According to the Gazette, there were 50 people in attendance at Friday’s rally. It would be newsworthy if there were fewer than 50 people at many businesses in Billings, but that a mere handful showed up to apply a painted-on brand and bellow about socialism isn’t worth the ink spent covering it.
If the Gazette and the rest of the state’s papers want to continue covering the TEA Party, they should probably start treating them as a subject of the news, rather than as the sideshow they’ve become. Rather than reporting that a “rally” took place, how about investigating a few narratives that seem quite reasonable?
The TEA Party is Dying
How about a story about the death of the TEA Party? Last year, according to Montana news sources, there were 200 people in attendance at the Billings rally and hundreds more in Helena, which didn’t even have a rally this year. Doesn’t a 75% decrease in attendance suggest a movement in trouble? That seems like a fair news angle.

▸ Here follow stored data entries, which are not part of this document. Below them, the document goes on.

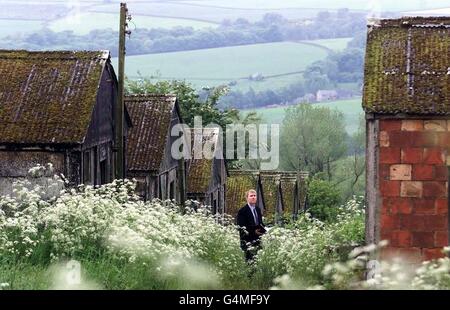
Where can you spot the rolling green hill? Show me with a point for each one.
(383, 5)
(280, 64)
(350, 108)
(83, 23)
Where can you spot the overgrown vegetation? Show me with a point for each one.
(124, 243)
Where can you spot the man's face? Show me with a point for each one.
(251, 198)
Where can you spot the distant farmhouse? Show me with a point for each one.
(149, 145)
(206, 177)
(57, 107)
(281, 194)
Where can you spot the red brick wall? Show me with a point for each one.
(413, 187)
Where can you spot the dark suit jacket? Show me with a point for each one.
(245, 219)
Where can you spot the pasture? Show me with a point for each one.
(350, 108)
(210, 67)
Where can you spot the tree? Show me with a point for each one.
(312, 139)
(191, 105)
(188, 99)
(349, 174)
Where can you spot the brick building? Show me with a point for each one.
(407, 103)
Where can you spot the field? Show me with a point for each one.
(350, 108)
(183, 9)
(334, 45)
(209, 67)
(83, 23)
(384, 5)
(16, 26)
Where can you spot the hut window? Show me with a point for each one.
(172, 190)
(103, 172)
(86, 167)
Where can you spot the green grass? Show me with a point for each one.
(14, 26)
(350, 108)
(335, 45)
(384, 5)
(182, 9)
(211, 67)
(83, 23)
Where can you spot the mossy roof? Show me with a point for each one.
(407, 66)
(151, 117)
(238, 183)
(48, 97)
(200, 172)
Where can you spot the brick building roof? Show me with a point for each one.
(48, 97)
(407, 66)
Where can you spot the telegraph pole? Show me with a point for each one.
(120, 148)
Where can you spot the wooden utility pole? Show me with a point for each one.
(120, 148)
(182, 183)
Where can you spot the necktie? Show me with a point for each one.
(256, 216)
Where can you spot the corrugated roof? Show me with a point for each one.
(48, 97)
(151, 116)
(407, 66)
(201, 169)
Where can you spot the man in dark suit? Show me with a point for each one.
(251, 227)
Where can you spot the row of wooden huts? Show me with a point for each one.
(59, 107)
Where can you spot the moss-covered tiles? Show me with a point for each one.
(48, 97)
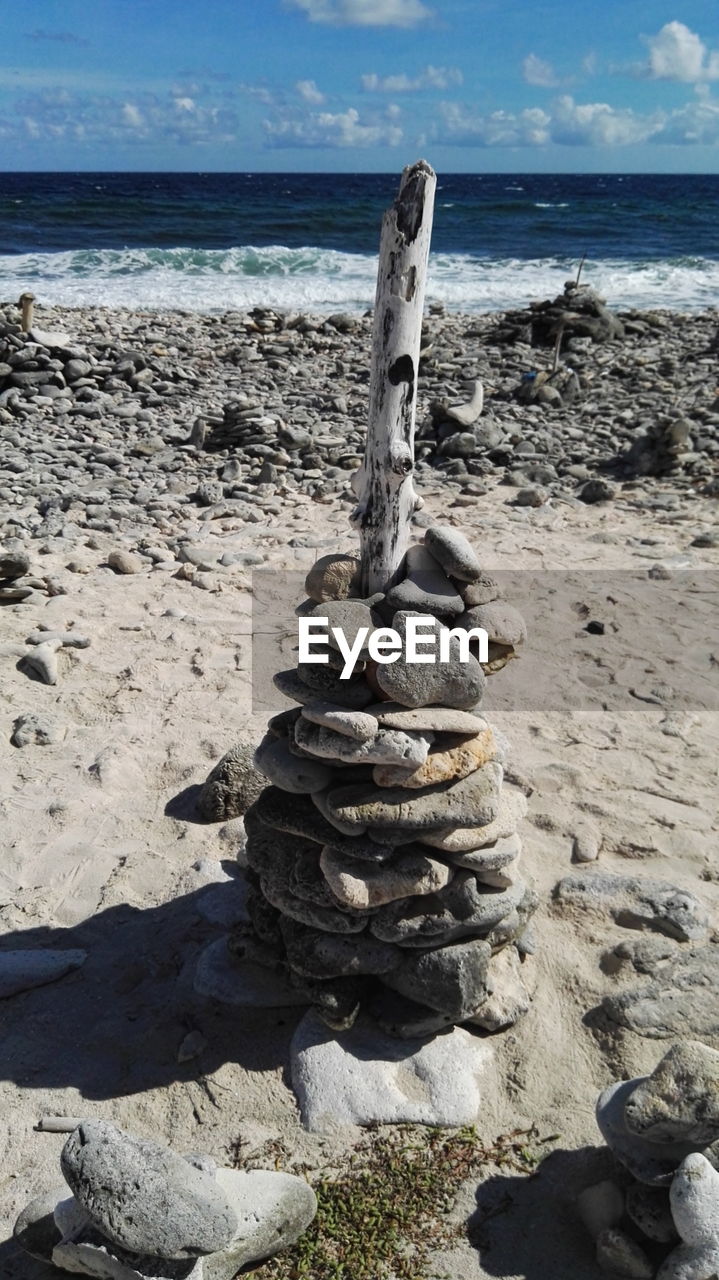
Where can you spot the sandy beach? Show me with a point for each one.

Consider the 12 Angry Men and Two Dozen Reporters who covered the March TEA Party rally in Helena? Doesn’t that suggest a movement in dramatic decline?
Context is important. If TEA Party rallies were drawing hundreds a year ago, and now can only muster a much smaller collection of people, the news should report that.

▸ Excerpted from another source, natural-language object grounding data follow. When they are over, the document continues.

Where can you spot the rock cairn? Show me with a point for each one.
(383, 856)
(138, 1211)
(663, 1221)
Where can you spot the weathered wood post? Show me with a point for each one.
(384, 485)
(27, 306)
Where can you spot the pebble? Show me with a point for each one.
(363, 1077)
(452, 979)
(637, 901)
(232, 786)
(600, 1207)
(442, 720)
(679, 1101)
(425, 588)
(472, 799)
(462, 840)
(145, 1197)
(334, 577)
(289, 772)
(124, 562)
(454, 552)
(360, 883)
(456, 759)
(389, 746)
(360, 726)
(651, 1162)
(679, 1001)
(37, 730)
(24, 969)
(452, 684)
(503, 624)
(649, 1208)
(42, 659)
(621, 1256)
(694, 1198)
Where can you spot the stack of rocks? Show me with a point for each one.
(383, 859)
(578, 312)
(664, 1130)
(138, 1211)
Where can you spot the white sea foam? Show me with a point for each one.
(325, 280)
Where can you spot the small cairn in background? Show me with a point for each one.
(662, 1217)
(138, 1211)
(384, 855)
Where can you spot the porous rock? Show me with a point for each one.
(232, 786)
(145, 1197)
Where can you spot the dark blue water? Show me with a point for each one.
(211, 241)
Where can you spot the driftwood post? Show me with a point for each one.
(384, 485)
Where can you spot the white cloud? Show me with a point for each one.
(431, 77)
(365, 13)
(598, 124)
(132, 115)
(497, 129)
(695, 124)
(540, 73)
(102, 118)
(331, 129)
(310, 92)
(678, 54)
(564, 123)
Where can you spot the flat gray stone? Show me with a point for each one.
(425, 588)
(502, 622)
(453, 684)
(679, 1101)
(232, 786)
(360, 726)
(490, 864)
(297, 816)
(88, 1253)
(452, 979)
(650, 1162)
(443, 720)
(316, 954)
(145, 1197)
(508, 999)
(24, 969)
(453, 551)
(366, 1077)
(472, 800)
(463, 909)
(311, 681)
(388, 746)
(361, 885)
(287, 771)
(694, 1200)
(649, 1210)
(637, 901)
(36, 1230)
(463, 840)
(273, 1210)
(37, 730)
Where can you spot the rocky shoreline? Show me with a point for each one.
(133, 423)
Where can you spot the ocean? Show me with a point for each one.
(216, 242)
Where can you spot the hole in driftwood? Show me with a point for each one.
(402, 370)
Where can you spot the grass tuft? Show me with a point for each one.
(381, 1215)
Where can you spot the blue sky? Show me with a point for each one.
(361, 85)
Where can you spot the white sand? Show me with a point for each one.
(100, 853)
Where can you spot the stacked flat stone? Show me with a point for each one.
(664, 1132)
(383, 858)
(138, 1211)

The Gazette uncritically reported that Montana Shrugged has 5,000 members on its mailing list. Where the hell were they on Friday?
Follow the Money
Who funds the TEA Party movement in Montana? Who’s profiting from it? The Montana Shrugged people told KULR that they were raising money for veterans, but who’s ensuring that actually happens?

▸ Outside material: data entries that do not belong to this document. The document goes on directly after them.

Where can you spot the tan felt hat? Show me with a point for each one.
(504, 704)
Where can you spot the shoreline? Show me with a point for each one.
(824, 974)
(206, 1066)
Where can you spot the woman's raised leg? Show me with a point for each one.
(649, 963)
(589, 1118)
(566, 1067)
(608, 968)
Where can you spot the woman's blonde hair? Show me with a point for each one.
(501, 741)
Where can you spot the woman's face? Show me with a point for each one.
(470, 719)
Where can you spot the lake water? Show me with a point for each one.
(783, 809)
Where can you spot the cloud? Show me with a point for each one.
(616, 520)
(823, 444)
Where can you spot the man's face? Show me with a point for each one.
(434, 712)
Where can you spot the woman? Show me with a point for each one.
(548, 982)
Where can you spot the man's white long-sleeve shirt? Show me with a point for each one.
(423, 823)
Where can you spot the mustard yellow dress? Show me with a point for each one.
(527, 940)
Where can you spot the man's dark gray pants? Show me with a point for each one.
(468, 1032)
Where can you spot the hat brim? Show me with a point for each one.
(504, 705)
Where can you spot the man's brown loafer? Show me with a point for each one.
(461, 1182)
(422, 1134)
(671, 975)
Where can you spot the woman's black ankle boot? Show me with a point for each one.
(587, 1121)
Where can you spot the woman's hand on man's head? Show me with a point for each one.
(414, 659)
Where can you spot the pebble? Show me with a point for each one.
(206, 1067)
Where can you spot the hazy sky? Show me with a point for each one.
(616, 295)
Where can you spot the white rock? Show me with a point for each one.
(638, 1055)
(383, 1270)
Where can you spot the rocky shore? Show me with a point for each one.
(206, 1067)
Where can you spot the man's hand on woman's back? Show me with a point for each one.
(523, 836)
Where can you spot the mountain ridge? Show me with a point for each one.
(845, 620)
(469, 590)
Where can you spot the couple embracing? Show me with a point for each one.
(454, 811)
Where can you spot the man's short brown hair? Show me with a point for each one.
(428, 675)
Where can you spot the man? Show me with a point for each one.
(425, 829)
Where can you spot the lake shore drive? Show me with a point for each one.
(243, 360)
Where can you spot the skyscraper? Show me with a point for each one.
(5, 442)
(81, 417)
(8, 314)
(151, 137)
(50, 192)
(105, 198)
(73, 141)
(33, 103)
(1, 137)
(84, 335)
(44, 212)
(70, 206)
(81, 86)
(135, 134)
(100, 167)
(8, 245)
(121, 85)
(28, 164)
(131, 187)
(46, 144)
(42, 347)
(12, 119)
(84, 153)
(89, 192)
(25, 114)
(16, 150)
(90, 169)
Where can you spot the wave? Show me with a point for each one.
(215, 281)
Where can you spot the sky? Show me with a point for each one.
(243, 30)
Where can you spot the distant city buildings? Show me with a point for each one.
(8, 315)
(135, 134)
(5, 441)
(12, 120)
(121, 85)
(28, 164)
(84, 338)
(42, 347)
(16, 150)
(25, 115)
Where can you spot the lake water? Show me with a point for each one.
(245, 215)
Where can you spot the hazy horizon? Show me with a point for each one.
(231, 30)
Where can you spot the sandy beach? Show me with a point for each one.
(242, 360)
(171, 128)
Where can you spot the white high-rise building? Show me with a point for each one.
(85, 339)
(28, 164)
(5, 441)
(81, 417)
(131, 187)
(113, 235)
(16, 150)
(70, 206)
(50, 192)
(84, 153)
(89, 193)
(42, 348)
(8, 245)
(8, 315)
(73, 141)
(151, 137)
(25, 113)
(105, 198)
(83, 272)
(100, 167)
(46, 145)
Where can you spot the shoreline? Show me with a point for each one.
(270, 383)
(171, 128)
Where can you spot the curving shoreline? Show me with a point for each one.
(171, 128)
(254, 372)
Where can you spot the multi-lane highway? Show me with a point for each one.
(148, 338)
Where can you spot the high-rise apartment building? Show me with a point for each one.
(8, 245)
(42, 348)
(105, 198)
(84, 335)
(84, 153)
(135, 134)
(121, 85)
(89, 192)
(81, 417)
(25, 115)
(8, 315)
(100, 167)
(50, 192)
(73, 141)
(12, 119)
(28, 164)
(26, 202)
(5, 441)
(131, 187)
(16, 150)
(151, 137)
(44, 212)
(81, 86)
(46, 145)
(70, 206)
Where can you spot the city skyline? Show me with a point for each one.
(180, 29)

I think it’s fair for the media to start asking questions about these public figures, too. I’ll admit I’ve wondered how some of these hard-working champions of freedom and opponents of government largesse support themselves without real jobs. I know I can’t throw on my tri-corner hat every other day and stand on street corners; it’d be fascinating to learn how others do it.
Public figures deserve scrutiny—and the TEA Party has largely escaped that.
Other Important Questions
What did actual speakers say at the rally? I’m sure it was more than just general statements about the government and spending.
Does Tim Ravndal support himself with an endorsement deal from a Chinese manufacturer of faux-American Revolution apparel?
In a time of declining news budgets, the choice to cover one story often means a trade off with other news. Newspaper editors should think deeply about whether or not covering the TEA Party is worth it, when other stories suffer.
Consider this contrast. None of the major papers in the state felt it was newsworthy to cover Representative Rehberg’s announcement that Pell Grants were the “welfare of the 21st century.” Rehberg, as he is wont to remind us ad nauseum, is a highly placed figure on the Appropriations Committee, Montana’s sole Congressman, and if he is to be believed, an influential Washington figure. Pell Grants serve over 20,000 Montana students each year. It matters whether or not Representative Rehberg believes in the future of the program, but that story doesn’t come with good enough art to get coverage, I guess.
If a member of Congress is getting attention from the Huffington Post, the Chronicle of Higher Education, Real Clear Politics, and Inside Higher Ed, doesn’t it seem like state newspapers should cover that with just a bit more alacrity than front page stories about a dying, fanatical political movement?